Distributed data management, however, raises new challenges. As explained by the CAP Theorem, distributed microservices architectures inherently trade off consistency for performance and need to embrace eventual consistency.

It’s very common for state changes to affect more than a single microservice. In those cases, event sourcing has proven to be a useful pattern The core idea behind event sourcing is to represent and persist every application change as an event record. Instead of persisting application state, data is stored as a stream of events. Database transaction logging and version control systems are two wellknown examples for event sourcing. Event sourcing has a couple of benefits: state can be determined and reconstructed for any point in time

In the context of microservices architectures, event sourcing enables decoupling different parts of an application by using a publish/subscribe pattern, and it feeds the same event data into different data models for separate microservices.

Command Query Responsibility Segregation (CQRS) -

CQRS - simply means that query and update operations are separated and updates DO NOT happen on query as in traditional database management systems.

Event sourcing is frequently used in conjunction with the CQRS pattern (Command Query Responsibility Segregation) to decouple read from write workloads and optimize both for performance, scalability, and security. In traditional data management systems, commands and queries are run against the same data repository.

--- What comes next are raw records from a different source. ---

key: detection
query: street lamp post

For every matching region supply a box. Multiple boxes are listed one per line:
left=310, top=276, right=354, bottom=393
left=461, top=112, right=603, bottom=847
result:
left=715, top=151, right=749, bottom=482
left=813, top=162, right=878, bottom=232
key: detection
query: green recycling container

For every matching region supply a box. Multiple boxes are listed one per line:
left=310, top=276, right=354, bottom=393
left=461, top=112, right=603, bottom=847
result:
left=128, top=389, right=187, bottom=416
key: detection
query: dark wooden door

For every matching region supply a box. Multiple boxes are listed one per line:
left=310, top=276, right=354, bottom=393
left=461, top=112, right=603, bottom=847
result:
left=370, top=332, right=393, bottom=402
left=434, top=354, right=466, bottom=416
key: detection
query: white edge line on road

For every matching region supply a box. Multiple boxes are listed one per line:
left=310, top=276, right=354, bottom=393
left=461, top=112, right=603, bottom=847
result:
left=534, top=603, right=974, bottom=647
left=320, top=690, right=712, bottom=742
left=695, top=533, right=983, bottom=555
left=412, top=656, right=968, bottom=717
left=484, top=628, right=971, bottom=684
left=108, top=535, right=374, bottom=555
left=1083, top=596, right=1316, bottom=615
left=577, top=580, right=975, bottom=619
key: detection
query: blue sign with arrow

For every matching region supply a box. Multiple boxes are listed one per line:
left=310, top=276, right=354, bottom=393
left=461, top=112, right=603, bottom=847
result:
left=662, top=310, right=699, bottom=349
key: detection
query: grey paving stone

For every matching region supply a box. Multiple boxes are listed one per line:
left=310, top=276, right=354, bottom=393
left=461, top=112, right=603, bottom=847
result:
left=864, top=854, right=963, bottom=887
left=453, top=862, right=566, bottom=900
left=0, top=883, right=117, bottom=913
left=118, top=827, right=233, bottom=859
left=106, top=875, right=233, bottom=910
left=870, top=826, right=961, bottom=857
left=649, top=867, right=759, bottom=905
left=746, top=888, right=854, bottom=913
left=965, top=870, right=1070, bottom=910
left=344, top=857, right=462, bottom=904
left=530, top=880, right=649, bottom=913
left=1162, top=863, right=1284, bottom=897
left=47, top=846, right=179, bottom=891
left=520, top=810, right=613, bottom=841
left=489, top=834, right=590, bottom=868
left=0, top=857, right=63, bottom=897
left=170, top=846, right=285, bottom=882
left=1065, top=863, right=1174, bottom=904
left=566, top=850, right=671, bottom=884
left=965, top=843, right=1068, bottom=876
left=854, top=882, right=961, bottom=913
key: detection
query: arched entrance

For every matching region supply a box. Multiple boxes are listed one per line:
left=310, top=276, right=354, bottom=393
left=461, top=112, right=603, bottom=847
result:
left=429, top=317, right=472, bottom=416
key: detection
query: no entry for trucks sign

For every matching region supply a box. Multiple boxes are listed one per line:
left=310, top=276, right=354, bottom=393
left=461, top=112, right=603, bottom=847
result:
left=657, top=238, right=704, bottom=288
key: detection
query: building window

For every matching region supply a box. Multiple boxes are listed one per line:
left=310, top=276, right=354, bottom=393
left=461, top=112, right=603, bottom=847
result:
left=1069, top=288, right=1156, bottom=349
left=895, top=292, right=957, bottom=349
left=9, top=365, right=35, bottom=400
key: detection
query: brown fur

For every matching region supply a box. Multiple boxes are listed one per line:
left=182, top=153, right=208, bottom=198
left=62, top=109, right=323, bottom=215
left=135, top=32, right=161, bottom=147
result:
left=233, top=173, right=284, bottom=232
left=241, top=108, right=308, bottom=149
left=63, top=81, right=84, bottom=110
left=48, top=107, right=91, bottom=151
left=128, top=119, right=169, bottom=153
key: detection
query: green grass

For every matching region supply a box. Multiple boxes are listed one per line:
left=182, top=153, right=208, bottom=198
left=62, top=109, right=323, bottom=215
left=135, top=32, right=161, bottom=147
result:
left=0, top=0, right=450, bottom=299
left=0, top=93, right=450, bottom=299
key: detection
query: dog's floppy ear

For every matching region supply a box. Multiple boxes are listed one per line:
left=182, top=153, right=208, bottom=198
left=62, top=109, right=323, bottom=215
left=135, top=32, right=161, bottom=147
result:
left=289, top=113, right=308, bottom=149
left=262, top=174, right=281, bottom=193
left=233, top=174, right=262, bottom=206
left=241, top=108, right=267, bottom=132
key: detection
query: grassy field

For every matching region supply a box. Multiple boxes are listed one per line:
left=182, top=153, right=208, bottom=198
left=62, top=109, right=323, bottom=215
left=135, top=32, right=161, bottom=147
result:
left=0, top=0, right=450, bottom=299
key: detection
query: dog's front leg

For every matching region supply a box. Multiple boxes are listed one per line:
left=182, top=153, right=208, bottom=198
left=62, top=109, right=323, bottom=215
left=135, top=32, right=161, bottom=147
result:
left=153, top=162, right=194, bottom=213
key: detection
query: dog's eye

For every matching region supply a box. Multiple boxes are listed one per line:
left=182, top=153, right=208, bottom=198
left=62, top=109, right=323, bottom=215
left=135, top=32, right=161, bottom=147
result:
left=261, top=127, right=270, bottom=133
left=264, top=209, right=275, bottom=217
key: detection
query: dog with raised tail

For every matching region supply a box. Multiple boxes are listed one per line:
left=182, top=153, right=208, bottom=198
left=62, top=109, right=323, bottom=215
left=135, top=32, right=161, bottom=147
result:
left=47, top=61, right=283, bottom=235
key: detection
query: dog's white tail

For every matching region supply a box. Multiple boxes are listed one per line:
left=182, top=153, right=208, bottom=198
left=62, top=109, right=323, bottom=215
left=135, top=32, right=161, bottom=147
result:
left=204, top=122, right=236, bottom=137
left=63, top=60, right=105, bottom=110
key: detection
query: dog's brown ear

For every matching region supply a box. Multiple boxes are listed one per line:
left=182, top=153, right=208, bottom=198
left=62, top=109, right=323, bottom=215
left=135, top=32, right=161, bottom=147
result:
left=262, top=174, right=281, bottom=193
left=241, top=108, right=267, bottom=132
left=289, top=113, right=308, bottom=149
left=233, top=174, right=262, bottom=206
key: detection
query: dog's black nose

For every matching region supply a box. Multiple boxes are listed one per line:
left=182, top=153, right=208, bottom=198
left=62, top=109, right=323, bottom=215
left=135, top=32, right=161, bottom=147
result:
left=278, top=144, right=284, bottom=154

Distributed Systems - https://www.oreilly.com/library/view/distributed-systems-in/9781491924914/

Provides overall view of distributed systems https://www.dynamodbguide.com/the-dynamo-paper

Read Replication - If you want to scale your database and there are more reads, you need to have more than one database(read replicas). There is always possibility that databases are not in synch in realtime and there could be a time you could get old data. Ex. if we have master A, and B and C are replicas,, if there is an update in the master, and at the same time the read request is severed from B, the information might not be upto date. But you just have to know that that consistency might take a few minutes to catch up. Another important characteristic of read replication is that it is really only solving the problem of there being lots more reads than writes

If you are committed to distributed storage, you need a distributed database then you probably are going to be willing to put up with eventual consistency. Eventual consistency is something you're gonna live with if you are looking for distributed databased. MonoDB works the same way.

Sharding - (More Writes). Say writes for key values could be split into multiple shards. Say, key from A-F goes to database X, keys from F-N goes to Y db, and N-Z goes to Z db. This way we are sharing or distributing our write loads to different databases based on keys. For each of the write databases, can be have more read replicas. The problem with this model is that if you want to query something which spans to all databases, then we need to query all DB, get results and gather those back together.

When planning for sharing, you will need to make sure you understand your data-access-pattern well. If most of the queries are going to span across DBs, then we will need to limit or design it accordingly.

Consistent Hashing -

In consistent hashing the servers for a ring of hash. Each servers owns a set a hash and the request is servers from the nearest server clock wise. Servers id are also based and forms part of the ring, as such we can create virtual servers with the same server id so the distribution can be increased. With this approach, when new server is added or removed, the keys from the adjutant server are distributed with the new server which will allow dynamic scaling. (DynanoDB and Cassandra uses consistent hashing)

Dynamo Paper - https://www.allthingsdistributed.com/files/amazon-dynamo-sosp2007.pdf

CAP Theorem -

Eric Brewer - CAP theory

C - Consistency - Consistency is a property of a distributed database that, when I read from it, I will always see what I have most recently written, given a certain key.

A - Availability - This just means when I ask, I get an answer. When I try to write, I can write. When I try to read, I can read. The database doesn't tell me, sorry, come back later

P - Partition Tolerance - That could be something simple like a broken network cable. That could be, again, the JVM example of a smoke break, a major GC pause. That can sort of be a partition. It could be power going down to Iraq, it could be multiple data centers with the wind link cut because of a misconfigured route. Whatever it is, some part of this database can't talk to some other part of this database

We cannot have all the 3 together. Only 2 can co-exist.

For distributed systems, Partition tolerance is a ambiance fact and is given that partition tolerance is required. so it is mostly about having Availability and Consistency.